Como começar nas próximas duas semanas
- Junte o backlog num lugar só. Se a lista está em três planilhas e num grupo de mensagens, o ciclo não vai funcionar. Comece por consolidar.
- Ordene por prioridade, não por data de chegada. Ordem de chegada é o oposto de prioridade.
- Puxe pouco no primeiro ciclo. Escolha 60% do que você acha que cabe. Time que fecha o primeiro ciclo completo ganha confiança; time que estoura conclui que "isso não funciona aqui".
- Combine o que é emergência. Escreva a regra: o que entra no meio do ciclo e o que sai em troca.
- Feche o ciclo de verdade. Trinta minutos: o que entregamos, o que ficou, o que atrapalhou. Sem isso, é só um calendário com nome bonito.
O que não copiar do Scrum
Três coisas costumam ser importadas sem necessidade e causam a rejeição. Reunião diária em pé com a equipe inteira: fora da TI, quase sempre um quadro bem atualizado resolve. Estimativa em pontos de história: use horas ou o número de itens, que qualquer pessoa entende. E os papéis com nome em inglês: alguém prioriza o backlog e alguém conduz o ciclo — chame como quiser.

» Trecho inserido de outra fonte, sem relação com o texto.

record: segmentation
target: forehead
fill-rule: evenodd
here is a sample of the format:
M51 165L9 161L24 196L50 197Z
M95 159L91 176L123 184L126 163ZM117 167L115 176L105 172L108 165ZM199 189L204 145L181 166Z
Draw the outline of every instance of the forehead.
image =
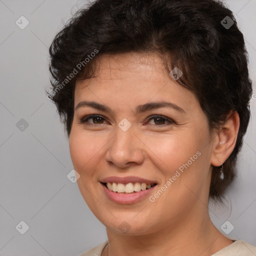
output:
M170 76L159 54L104 54L95 62L95 71L92 78L76 81L75 104L84 98L98 100L106 97L111 100L132 98L146 102L183 98L188 104L194 96Z

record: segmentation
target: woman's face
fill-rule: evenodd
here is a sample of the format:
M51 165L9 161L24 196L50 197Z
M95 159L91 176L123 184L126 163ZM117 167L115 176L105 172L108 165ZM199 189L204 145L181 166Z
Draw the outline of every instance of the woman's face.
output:
M156 55L106 55L98 64L96 77L76 84L70 136L88 207L110 230L130 234L200 218L208 212L214 134L196 96ZM163 102L169 104L154 104ZM154 185L145 190L142 183Z

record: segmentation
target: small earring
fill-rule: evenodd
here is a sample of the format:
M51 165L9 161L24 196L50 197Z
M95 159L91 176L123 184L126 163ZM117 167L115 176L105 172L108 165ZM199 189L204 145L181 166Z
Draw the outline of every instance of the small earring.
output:
M220 178L222 180L224 179L224 174L223 174L223 164L222 164L222 167L220 168Z

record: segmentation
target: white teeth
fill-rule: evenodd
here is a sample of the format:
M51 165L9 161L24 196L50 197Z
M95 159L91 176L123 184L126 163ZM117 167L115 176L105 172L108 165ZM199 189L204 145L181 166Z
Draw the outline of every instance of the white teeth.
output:
M146 190L146 183L142 183L142 190Z
M126 184L122 183L106 182L107 188L114 192L118 193L132 193L134 192L139 192L140 190L146 190L146 188L150 188L154 186L154 184L146 184L146 183L140 183L136 182L134 185L132 182L129 182Z
M108 182L108 183L110 182ZM112 184L112 191L114 191L114 192L116 192L118 191L118 184L114 182Z
M124 184L122 183L118 183L118 193L122 193L124 192L125 186Z
M132 192L134 192L134 184L132 183L128 183L126 185L124 192L126 193L132 193Z
M136 182L134 185L134 190L136 192L138 192L142 190L142 184L138 182Z

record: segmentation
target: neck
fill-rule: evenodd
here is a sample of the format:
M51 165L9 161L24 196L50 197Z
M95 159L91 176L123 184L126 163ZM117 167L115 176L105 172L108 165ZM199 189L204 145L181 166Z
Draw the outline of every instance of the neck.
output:
M209 256L232 244L214 226L208 209L204 218L187 214L180 223L166 225L156 232L128 236L106 228L108 244L102 256L144 255L200 255Z

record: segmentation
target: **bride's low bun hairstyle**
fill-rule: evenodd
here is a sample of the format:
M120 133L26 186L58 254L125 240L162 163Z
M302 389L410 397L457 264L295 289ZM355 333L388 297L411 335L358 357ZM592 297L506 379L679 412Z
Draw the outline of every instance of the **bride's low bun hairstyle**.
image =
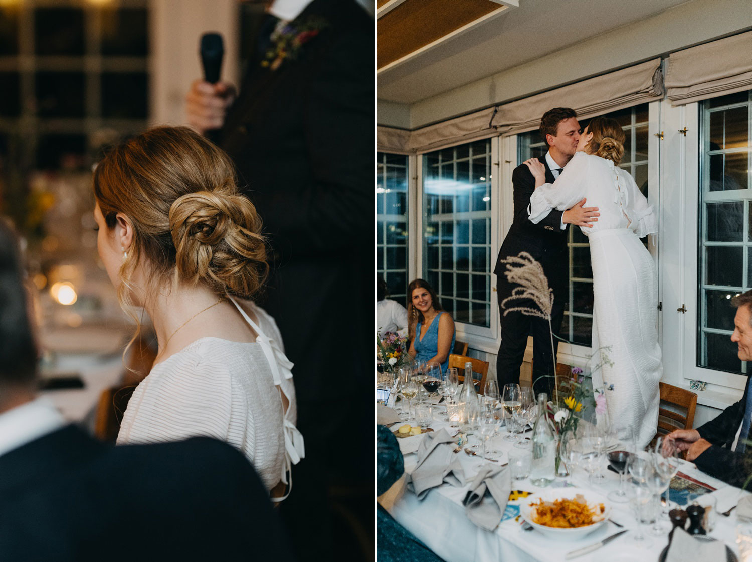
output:
M608 117L595 117L588 123L587 131L593 133L587 152L618 166L624 157L624 130L618 122Z
M94 195L108 228L118 213L133 225L120 272L124 307L139 264L153 289L203 283L248 298L263 285L261 219L238 193L227 155L187 127L157 127L116 147L96 167Z
M261 221L234 186L183 195L170 207L177 276L250 296L268 272Z

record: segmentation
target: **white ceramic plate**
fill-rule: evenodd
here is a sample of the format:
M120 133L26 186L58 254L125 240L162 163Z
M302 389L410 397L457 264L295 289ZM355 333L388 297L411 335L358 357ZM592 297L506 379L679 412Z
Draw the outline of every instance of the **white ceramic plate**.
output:
M532 503L537 503L539 499L542 498L544 501L553 501L554 500L562 500L564 498L571 500L574 499L578 494L585 498L585 501L591 507L598 503L603 504L605 511L603 512L603 518L601 521L585 527L577 527L574 529L558 529L553 527L545 527L544 525L539 525L532 521L535 508L530 506ZM546 536L556 540L578 540L599 528L601 525L608 520L608 516L611 515L611 504L600 494L590 491L590 490L584 490L581 488L553 488L549 490L543 490L538 494L533 494L523 500L520 503L520 513L525 521Z

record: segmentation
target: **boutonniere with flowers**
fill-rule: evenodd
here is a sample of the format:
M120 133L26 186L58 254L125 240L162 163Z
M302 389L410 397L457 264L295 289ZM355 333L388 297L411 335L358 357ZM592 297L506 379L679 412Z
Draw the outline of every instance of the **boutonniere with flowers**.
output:
M319 16L309 16L292 22L280 21L269 38L271 43L261 65L275 71L284 61L296 59L303 45L317 36L328 25L326 20Z

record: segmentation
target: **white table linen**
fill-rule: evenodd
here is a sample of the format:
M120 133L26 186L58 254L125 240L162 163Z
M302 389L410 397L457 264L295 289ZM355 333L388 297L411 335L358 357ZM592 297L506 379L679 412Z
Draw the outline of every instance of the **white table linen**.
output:
M435 414L435 418L438 417L439 416ZM449 430L447 424L436 420L432 424L432 427L435 431L440 428L447 428L452 434L456 431L456 429ZM503 434L503 430L502 433ZM422 437L411 437L408 440L419 441ZM513 443L505 441L502 435L494 437L492 442L499 450L504 452L500 463L505 463L508 458L508 452L513 447ZM462 464L468 482L472 482L481 464L489 462L481 459L479 456L470 457L462 452L457 453L457 458ZM602 462L602 473L605 475L603 484L596 484L591 488L587 483L587 475L579 470L575 470L574 475L566 480L578 487L593 489L606 496L609 491L618 487L619 479L617 475L606 470L608 461L605 457ZM411 473L415 464L414 453L405 455L405 473ZM496 463L491 464L496 465ZM749 495L748 492L729 486L702 473L691 463L685 462L681 467L681 472L717 488L717 491L713 494L717 497L718 512L726 511L735 505L738 498ZM557 482L562 480L557 479ZM532 492L542 489L534 486L529 479L522 481L513 480L511 488L513 490ZM423 541L446 562L468 560L496 562L499 560L503 560L505 562L563 561L567 552L592 545L620 530L616 525L609 523L581 540L565 542L544 536L536 530L523 531L520 522L511 519L502 522L495 531L485 531L474 525L465 514L462 502L468 489L468 485L454 488L444 484L433 488L423 500L419 500L412 491L406 488L401 496L386 507L400 524ZM511 501L509 505L514 505L520 501L524 500ZM635 520L629 504L613 502L611 504L612 506L611 519L623 525L625 529L634 530ZM716 527L710 533L710 536L723 541L738 554L735 544L737 524L735 511L735 509L732 512L731 516L728 518L720 515L719 512ZM666 528L667 531L670 528L668 520L666 521ZM668 533L663 536L656 537L647 534L647 526L644 526L643 531L651 541L647 548L640 548L630 544L629 539L632 533L626 533L605 546L576 560L579 562L657 560L660 551L668 544Z

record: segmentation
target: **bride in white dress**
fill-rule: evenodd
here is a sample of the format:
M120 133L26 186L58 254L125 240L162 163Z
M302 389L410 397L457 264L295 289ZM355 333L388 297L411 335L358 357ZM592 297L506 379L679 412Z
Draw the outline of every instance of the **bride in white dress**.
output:
M590 243L593 277L591 363L611 346L611 364L593 374L593 386L614 385L605 393L612 426L620 435L633 428L639 446L650 443L658 420L658 382L663 374L658 345L658 279L653 258L640 238L656 232L653 207L629 173L618 168L624 132L614 119L596 117L580 137L578 152L553 184L537 160L526 162L535 177L530 220L551 209L564 210L584 198L600 216L581 228Z

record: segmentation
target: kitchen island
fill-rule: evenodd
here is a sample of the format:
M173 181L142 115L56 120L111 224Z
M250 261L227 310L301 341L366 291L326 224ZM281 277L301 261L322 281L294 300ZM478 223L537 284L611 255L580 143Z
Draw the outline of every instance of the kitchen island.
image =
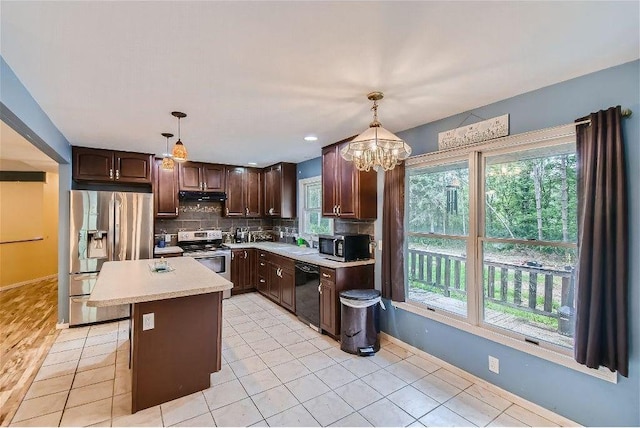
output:
M130 304L131 411L210 387L222 364L222 292L233 284L190 257L107 262L88 306Z

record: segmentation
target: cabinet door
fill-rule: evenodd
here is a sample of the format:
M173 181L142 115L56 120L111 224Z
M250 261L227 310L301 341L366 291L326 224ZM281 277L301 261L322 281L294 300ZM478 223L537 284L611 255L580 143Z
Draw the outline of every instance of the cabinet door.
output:
M248 249L245 260L245 290L255 290L256 287L256 250Z
M280 217L281 215L281 195L280 184L282 179L281 166L272 166L265 170L265 206L264 212L269 217Z
M339 165L337 147L329 147L322 151L322 215L335 217L335 207L338 204L336 189L336 168Z
M244 168L227 168L227 200L225 215L243 217L246 213L244 203Z
M224 165L211 163L202 164L201 169L204 182L204 190L211 192L224 192L225 168Z
M337 336L335 289L333 282L320 279L320 328Z
M256 287L258 291L265 296L269 294L269 274L270 267L268 261L268 254L264 251L257 250L256 251Z
M262 216L262 172L245 168L245 213L247 217Z
M111 150L73 147L73 179L87 181L113 181L115 168Z
M338 173L336 183L336 205L338 205L338 217L340 218L357 218L356 214L356 174L357 169L353 165L353 162L348 162L342 159L339 154L336 157L336 161L339 167L336 168Z
M296 310L295 271L282 268L280 271L280 304L292 312Z
M114 152L115 181L151 184L152 156L144 153Z
M178 165L180 190L202 190L201 164L196 162L181 162L178 163Z
M269 298L280 303L280 266L269 263Z
M156 218L178 217L178 166L162 169L162 159L154 162L153 204Z

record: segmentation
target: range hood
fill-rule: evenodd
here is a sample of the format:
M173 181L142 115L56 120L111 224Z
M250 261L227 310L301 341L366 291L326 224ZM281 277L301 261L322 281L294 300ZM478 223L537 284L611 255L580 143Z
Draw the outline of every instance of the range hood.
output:
M224 192L181 191L178 192L178 199L181 201L224 202L227 200L227 194Z

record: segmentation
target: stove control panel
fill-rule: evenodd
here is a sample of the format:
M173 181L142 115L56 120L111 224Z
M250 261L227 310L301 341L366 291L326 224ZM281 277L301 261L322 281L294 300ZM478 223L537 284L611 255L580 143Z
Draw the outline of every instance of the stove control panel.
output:
M178 242L182 241L212 241L222 239L221 230L196 230L178 232Z

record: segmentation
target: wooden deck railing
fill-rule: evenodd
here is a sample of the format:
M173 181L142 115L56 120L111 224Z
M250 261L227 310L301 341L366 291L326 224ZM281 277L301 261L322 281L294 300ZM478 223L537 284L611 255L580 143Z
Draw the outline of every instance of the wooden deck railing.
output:
M409 280L439 289L447 297L465 296L465 261L463 256L410 249ZM485 299L498 305L552 318L558 318L559 307L574 307L573 270L485 260L483 271Z

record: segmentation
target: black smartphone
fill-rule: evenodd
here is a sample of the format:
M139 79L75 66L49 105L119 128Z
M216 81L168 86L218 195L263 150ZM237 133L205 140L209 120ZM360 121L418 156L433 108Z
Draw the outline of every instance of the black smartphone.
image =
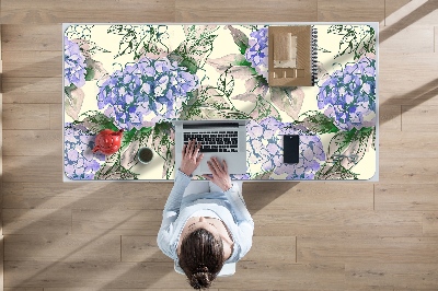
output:
M283 162L285 164L297 164L299 162L300 136L283 136Z

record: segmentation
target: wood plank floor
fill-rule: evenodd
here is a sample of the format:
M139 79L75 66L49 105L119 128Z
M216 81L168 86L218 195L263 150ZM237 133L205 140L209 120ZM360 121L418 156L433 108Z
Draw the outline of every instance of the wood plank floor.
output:
M61 23L380 23L380 181L249 183L253 248L211 290L438 290L437 0L1 0L4 290L189 290L171 183L62 181ZM1 252L0 252L1 253Z

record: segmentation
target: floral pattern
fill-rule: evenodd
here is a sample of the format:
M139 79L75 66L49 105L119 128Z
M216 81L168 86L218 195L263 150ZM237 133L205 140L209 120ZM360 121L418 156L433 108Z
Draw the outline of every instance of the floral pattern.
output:
M205 118L249 119L247 173L234 179L372 177L374 28L314 28L331 37L319 44L325 61L316 84L270 88L268 25L70 25L64 37L67 177L171 179L171 121ZM124 129L120 149L107 156L92 152L103 129ZM299 163L283 162L284 135L300 136ZM145 146L157 156L153 173L152 165L141 172L136 160Z
M197 84L197 75L180 68L176 61L145 57L115 71L102 84L97 106L106 108L105 114L116 120L118 128L141 129L175 119L187 92Z

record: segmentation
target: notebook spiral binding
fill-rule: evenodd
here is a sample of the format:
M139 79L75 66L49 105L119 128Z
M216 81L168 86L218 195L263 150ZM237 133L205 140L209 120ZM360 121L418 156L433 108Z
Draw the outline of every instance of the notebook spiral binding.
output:
M311 70L312 85L318 82L318 30L312 25L312 43L311 43Z

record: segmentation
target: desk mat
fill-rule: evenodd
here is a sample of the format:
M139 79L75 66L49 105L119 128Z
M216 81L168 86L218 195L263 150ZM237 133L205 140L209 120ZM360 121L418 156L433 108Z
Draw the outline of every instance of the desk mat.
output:
M66 177L173 179L171 120L247 118L247 173L234 179L376 178L378 25L313 25L318 80L301 88L268 86L269 25L65 24ZM124 129L106 156L92 152L103 129ZM297 164L283 163L289 133Z

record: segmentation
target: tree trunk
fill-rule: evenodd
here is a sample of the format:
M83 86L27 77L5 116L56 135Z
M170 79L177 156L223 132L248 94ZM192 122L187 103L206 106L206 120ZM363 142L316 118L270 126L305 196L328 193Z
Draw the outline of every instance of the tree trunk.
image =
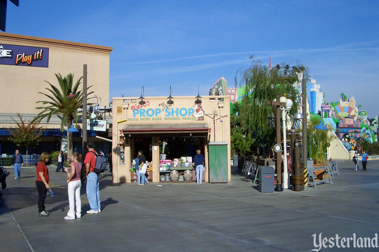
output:
M72 120L67 119L66 121L66 126L67 130L71 127L72 125ZM67 158L70 158L72 156L73 146L72 146L72 132L67 131ZM62 158L62 162L64 162L64 158Z

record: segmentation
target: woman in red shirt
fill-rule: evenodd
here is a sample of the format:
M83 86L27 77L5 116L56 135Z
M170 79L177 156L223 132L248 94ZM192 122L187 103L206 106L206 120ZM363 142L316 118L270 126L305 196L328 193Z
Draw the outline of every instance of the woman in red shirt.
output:
M49 212L45 210L45 199L46 193L50 189L48 185L48 170L46 162L48 161L49 155L47 152L43 152L37 165L37 180L36 185L38 191L38 212L41 216L47 216Z

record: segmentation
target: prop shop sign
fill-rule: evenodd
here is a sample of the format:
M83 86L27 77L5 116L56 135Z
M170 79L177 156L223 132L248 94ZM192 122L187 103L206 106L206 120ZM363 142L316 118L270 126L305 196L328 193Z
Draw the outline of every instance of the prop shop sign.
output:
M0 44L0 64L48 67L48 48Z
M149 108L146 101L142 105L134 105L131 107L132 117L128 121L203 121L205 111L201 104L195 104L192 107L174 107L173 104L162 103L158 108Z

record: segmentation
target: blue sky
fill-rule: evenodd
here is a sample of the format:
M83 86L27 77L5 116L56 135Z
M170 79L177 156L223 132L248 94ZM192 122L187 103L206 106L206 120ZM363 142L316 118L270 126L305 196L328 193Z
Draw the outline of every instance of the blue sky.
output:
M111 46L110 96L207 95L250 56L297 62L328 102L343 92L379 115L379 1L8 2L6 32ZM64 73L62 73L64 74Z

O sprint também não substitui o plano de longo prazo. Ele cuida da quinzena; a viagem inteira continua sendo assunto do cronograma. As duas visões olham as mesmas tarefas, cada uma numa distância diferente.
Como saber se está funcionando
Depois de três ciclos, três sinais dizem se valeu. A velocidade ficou estável, o que significa que o time já sabe quanto entrega. A quantidade de itens que entram no meio do ciclo caiu, o que significa que a prioridade está sendo respeitada. E a conversa sobre prazo mudou de tom: em vez de "vamos tentar", passou a ser "cabe, mas alguma coisa precisa sair".
Se você quiser medir com mais cuidado, os relatórios de fluxo e de sprint mostram onde o trabalho trava e quanto tempo cada item leva do começo ao fim. E se os ciclos precisam empurrar objetivos maiores, vale ligar cada um às metas do trimestre, para o time enxergar o efeito do que entregou.